NTT Seminar (organized by NTT Corporation, Japan)

Seminar Title: NTT’s Media Processing AI and Its Industrial Applications
Seminar Abstract: This industry seminar introduces some of NTT’s artificial intelligence technologies for image processing. Specifically, we will describe a multi-modal processing AI with all-in-one architecture that emulates human-like capabilities. We will also describe high-speed and efficient computing by the novel event-driven inference paradigm. Furthermore, we plan to explain other image media processing techniques in NTT R&D, like point cloud processing. In each presentation, we would like to introduce the motivation behind these technologies and their industrial applications. We are excited to share the details of the presentations soon. Stay tuned for more updates!

Title: MediaGnosis: the next-generation media processing artificial intelligence
Speaker: Dr. Ryo Masumura, NTT Corporation, Japan
Abstract: MediaGnosis provides the all-in-one cross-media processing module for visual, audio, and text media.

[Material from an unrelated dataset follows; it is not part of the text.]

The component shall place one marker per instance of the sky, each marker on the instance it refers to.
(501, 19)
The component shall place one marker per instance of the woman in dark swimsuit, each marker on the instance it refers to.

One of the most notable distinctions of MediaGnosis has a human-like cross-media processing architecture. We will describe the motivation behind this architecture, some of the many novel algorithms for media processing in MediaGnosis, and the integrated method of each media processing. We will also describe our unique advertisement promotion efforts for making the research achievements and development widely known.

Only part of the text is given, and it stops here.